Lexikon der Leistungsgesellschaft: Was wir eigentlich meinen, wenn wir „Alles gut!“ sagen

Kolumne Im Bus einen Ellenbogen ins Gesicht bekommen? „Alles gut!“, beschwichtigen wir. Dabei ist eben nicht alles gut
Ausgabe 45/2022

Viele Gespräche beginnen mit einer Lüge. Im Treppenhaus, auf der Straße, am Kiosk hört man uns ständig sagen: „Alles gut!“ Wer etwa im voll besetzten Bus plötzlich aus Versehen einen Ellbogen ins Gesicht bekommt, sagt das schnell, um ja nicht weiter interagieren zu müssen: Nicht der Rede wert. „Alles gut“, sagen wir auch, wenn wir nach dem allgemeinen Befinden gefragt werden. Es geht uns auch dann leicht über die Lippen, wenn gerade überhaupt nicht alles gut ist.
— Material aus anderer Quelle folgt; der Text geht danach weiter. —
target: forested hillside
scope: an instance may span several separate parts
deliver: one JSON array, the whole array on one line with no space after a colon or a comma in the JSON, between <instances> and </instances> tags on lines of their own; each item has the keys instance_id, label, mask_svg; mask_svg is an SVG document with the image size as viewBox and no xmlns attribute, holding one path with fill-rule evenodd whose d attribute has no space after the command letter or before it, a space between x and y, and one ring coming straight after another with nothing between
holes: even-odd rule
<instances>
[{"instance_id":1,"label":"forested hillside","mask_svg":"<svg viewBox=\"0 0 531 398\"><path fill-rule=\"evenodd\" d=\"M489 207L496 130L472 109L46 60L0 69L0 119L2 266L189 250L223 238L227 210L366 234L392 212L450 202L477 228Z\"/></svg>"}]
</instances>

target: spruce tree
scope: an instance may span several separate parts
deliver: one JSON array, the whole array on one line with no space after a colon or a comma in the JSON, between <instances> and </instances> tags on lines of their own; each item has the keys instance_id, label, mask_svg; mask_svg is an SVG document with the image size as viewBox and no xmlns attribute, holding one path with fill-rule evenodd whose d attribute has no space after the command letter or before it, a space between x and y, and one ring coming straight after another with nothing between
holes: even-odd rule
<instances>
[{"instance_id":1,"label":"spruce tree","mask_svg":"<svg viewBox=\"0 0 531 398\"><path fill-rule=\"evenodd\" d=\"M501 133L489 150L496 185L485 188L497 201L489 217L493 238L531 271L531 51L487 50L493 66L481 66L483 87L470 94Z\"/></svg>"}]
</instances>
Beschwichtigend wollen wir mitteilen, alles im Griff zu haben, vielleicht auch: durchzuhalten, nicht rumzujammern, diszipliniert zu sein, keine Schwäche zu zeigen, auch wenn wir jeden Morgen um halb sechs aufstehen müssen, um pünktlich mit einer Arbeit zu beginnen, die wir nicht für uns machen, die uns immer mehr auffrisst. Alles gut, wir wollen uns nicht beschweren, auch wenn wir ständig einen Ellbogen ins Gesicht geschlagen bekommen – absichtlich von Chefs, Vermietern und jenen, die uns täglich jede Aussicht auf eine bessere Zukunft rauben.

Wir wollen uns nicht eingestehen, dass eher alles schlecht als alles gut ist, auch weil wir die Schuld dann bei uns selbst suchen müssten, sind wir doch in einer Welt aufgewachsen, die keine gesellschaftlichen Ursachen für Probleme mehr kennen wollte, sondern nur noch Individuen, Gewinner und Verlierer. Liebeskummer, Stress auf der Arbeit, Weltschmerz? Da hat sich aber wohl jemand nicht im Griff. Wer will schon Versager sein?

Schlimmer als die Antwort ist die Frage: „Alles gut?“ Diese doppelt verriegelte Frage lässt Abweichung von der gewünschten Antwort nur als Problematisierung zu. Eigentlich möchten wir gar nicht wissen, wie es jemandem geht. Am deutlichsten wird das bei Meetings, am besten digitalen, bei denen am besten der Chef beiläufig in die Runde fragt, ob denn alles gut sei, und dabei lediglich wissen möchte, ob gerade alle störungsfrei arbeitsfähig und -willig sind. Alles gut aus dem Munde des Vorgesetzten ist keine Frage, sondern die freundliche Aufforderung, sich gefälligst zusammenzureißen.

Auch wenn wir um die Aussichtslosigkeit wissen, kann „alles gut“ letztlich auch dazu dienen, den irrationalen Glauben aufrechtzuerhalten, dass alles irgendwie besser werden wird, auch wenn wir so weitermachen wie bisher. „Immer, immer ‚Alles gut!‘, // bis das Hirn im Hintern ruht“, schrieb Wiglaf Droste über eine Floskel, bei der also der neoliberale Selbstoptimierungsimperativ auf den lösungsorientierten, systemstabilisierenden Zwangsoptimismus unserer Tage trifft. Und so wird bei jedem „Alles gut“ vor allem eins: nichts besser.

Sebastian Friedrich ist Journalist und führt in dieser Kolumne „Lexikon der Leistungsgesellschaft“ sein 2016 unter diesem Titel erschienenes Buch fort, welches mitunter veranschaulicht, wie der Neoliberalismus unseren Alltag prägt.